On the way to the great country house, the governess had brooded over her future relationship with the housekeeper, but upon meeting Mrs. Grose, it is obvious that they would have an excellent understanding.

The governess is so charmed by young Flora that she takes the first possible opportunity to question Mrs. Grose about young Miles, her second pupil. She learns that the little boy, who is two years older that his sister, is as charming and delightful as Flora. He is to arrive in two days from his boarding school.


The reader should remember constantly that the governess is now narrating the story and that all impressions and descriptions come from her viewpoint. Thus, to the governess, young Flora appears as the most charming young girl she has ever seen. We should now go back and speculate about the possible relationship between the governess and her employer. As the governess tells Mrs. Grose: "I was carried away in London!" As the simple daughter of a country parson, the young girl has been impressed by the elegance and free manner of her employer.
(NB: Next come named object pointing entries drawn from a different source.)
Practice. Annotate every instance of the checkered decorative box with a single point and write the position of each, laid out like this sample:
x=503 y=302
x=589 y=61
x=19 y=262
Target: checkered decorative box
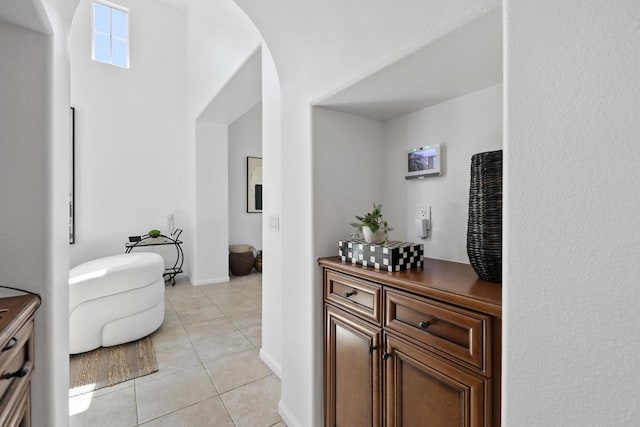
x=395 y=256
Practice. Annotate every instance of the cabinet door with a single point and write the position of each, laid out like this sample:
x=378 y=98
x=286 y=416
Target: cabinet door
x=424 y=390
x=352 y=371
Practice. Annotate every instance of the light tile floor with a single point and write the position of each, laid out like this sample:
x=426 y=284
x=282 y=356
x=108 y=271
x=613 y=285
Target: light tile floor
x=209 y=373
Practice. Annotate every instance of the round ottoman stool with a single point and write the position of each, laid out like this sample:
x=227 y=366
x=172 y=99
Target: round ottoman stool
x=241 y=259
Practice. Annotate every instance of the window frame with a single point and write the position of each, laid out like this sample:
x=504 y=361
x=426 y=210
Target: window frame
x=93 y=33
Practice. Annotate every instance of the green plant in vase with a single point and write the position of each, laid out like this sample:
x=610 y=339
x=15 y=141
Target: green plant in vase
x=372 y=227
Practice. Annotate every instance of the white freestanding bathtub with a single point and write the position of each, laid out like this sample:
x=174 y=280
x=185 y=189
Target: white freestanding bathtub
x=114 y=300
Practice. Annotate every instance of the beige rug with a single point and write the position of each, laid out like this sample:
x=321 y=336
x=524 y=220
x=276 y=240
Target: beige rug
x=107 y=366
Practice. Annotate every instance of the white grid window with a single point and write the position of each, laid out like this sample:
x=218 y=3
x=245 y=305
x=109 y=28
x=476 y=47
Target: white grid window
x=110 y=34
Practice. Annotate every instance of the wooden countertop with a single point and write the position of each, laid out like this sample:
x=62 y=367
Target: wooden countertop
x=446 y=281
x=19 y=310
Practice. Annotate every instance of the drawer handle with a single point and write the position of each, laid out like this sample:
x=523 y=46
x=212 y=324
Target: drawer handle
x=424 y=325
x=12 y=343
x=17 y=374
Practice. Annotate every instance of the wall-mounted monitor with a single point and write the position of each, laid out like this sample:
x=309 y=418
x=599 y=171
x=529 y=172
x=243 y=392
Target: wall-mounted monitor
x=424 y=161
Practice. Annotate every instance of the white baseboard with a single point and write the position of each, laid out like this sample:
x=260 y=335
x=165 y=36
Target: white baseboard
x=289 y=419
x=271 y=363
x=210 y=281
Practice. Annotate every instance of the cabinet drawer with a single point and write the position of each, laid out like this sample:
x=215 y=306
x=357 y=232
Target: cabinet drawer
x=448 y=330
x=357 y=296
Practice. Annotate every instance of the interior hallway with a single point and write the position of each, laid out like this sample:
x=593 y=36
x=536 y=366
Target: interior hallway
x=209 y=373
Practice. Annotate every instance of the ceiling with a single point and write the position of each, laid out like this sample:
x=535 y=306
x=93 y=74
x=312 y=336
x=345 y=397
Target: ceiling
x=22 y=13
x=240 y=93
x=463 y=61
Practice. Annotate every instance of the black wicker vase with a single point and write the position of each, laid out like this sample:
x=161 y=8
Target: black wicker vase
x=484 y=231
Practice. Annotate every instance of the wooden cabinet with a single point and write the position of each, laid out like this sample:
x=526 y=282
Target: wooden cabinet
x=353 y=370
x=16 y=359
x=416 y=348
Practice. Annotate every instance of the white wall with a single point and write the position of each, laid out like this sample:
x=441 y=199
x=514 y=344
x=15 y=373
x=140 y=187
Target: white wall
x=131 y=163
x=220 y=38
x=571 y=298
x=211 y=262
x=272 y=259
x=352 y=186
x=34 y=187
x=463 y=126
x=245 y=139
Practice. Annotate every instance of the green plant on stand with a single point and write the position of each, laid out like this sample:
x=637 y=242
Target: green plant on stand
x=372 y=227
Thus, some critics would suggest that the governess' view of the young girl is simply a subconscious desire to see everything connected with her employer as beautiful and wonderful. Other critics suggest that James is here establishing the beauty and innocence of the young girl, which will later be used in various ways.

It is likewise important to note that the governess and Mrs. Grose become immediate friends and agree basically on most things. This rapport will allow the governess to convince Mrs. Grose later of the possibility of ghosts.